Why does the alert fire at a single SKU instead of a percentage?
Because the design intent is exact agreement. Inventory is a single source of truth, so one drifting SKU is already an oversell or hidden-stock event waiting to happen. If your operation genuinely tolerates small deltas (for example a slow-moving warehouse feed), configure a tolerance band and the card will respect it.
A SKU exists in CockroachDB but not on the storefront. Is that drift?
No, that is an orphan, and it is reported separately. Drift means the SKU is present in both systems with different quantities. An orphan means the SKU is missing from one side entirely, usually a catalogue-sync or mapping issue rather than a quantity-sync issue, and it needs a different fix.
We use different SKU keys between the ledger and the channel. Will the comparison work?
Only if a mapping exists. The join is on SKU, so a channel using a different variant key than the ledger will mismatch and surface SKUs as orphans rather than reconciling them. Configure the SKU mapping in the connector so the two keys align before relying on the drift count.
Can high write contention on the inventory table cause false drift?
It can cause real drift, not false drift. If inventory updates are retrying heavily (Transaction Retries (24h)) or stuck behind a contended statement (Top Contended Statements), the ledger can genuinely fall behind real-world stock movements, which then shows up here. The card is correctly reporting that the ledger and channel disagree; the contention is the upstream cause to fix.
The drift count is large after a bulk import. Should I bulk-correct it immediately?

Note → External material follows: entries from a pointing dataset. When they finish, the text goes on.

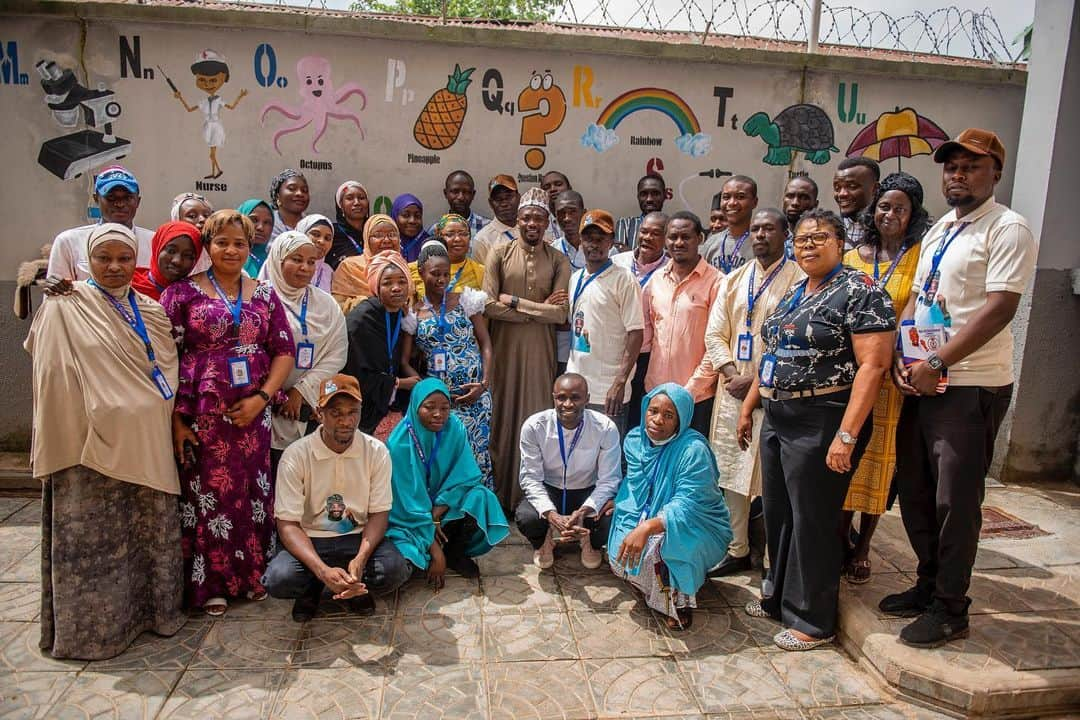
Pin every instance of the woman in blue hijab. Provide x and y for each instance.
(671, 524)
(442, 514)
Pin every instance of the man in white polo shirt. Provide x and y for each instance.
(332, 504)
(974, 265)
(606, 321)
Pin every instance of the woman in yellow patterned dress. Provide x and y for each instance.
(895, 222)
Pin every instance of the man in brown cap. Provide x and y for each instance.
(974, 265)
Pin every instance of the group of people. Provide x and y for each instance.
(341, 403)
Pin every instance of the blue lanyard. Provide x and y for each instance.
(392, 339)
(939, 254)
(579, 287)
(752, 297)
(728, 260)
(235, 308)
(427, 460)
(134, 318)
(566, 456)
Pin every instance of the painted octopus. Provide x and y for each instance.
(319, 102)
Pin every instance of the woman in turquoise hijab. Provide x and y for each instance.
(443, 515)
(671, 524)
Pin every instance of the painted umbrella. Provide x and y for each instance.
(900, 134)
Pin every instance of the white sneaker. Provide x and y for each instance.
(591, 557)
(544, 557)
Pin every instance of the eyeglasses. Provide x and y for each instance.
(814, 240)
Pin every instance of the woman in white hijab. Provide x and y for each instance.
(105, 368)
(318, 327)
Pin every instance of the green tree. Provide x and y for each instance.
(502, 10)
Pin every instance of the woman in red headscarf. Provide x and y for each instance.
(174, 250)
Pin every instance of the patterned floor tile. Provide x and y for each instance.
(339, 642)
(743, 680)
(539, 691)
(634, 687)
(323, 694)
(119, 695)
(19, 601)
(439, 639)
(153, 652)
(248, 644)
(223, 694)
(18, 650)
(825, 677)
(528, 637)
(619, 635)
(417, 692)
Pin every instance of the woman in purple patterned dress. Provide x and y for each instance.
(235, 352)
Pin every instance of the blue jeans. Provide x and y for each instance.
(386, 571)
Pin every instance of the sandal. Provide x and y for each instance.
(786, 640)
(858, 572)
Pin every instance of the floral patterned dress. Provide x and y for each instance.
(463, 365)
(226, 498)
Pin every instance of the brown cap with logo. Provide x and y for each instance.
(502, 181)
(339, 384)
(599, 218)
(975, 140)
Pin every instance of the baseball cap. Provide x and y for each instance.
(339, 384)
(599, 218)
(502, 181)
(115, 176)
(975, 140)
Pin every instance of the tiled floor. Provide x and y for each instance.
(517, 644)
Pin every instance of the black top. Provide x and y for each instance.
(812, 341)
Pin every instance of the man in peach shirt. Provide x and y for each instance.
(677, 302)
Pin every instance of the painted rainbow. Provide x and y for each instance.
(650, 98)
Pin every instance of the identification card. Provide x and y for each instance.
(439, 361)
(239, 371)
(162, 382)
(745, 352)
(768, 368)
(305, 355)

Investigate first. A large post-import drift usually means the import wrote to one system and not the other, or wrote with a different SKU key. Confirm a recent backup exists (Last Successful Backup (hours ago)) before any corrective bulk write, identify whether the ledger or the channel is authoritative for the imported SKUs, then reconcile in that direction rather than blindly overwriting.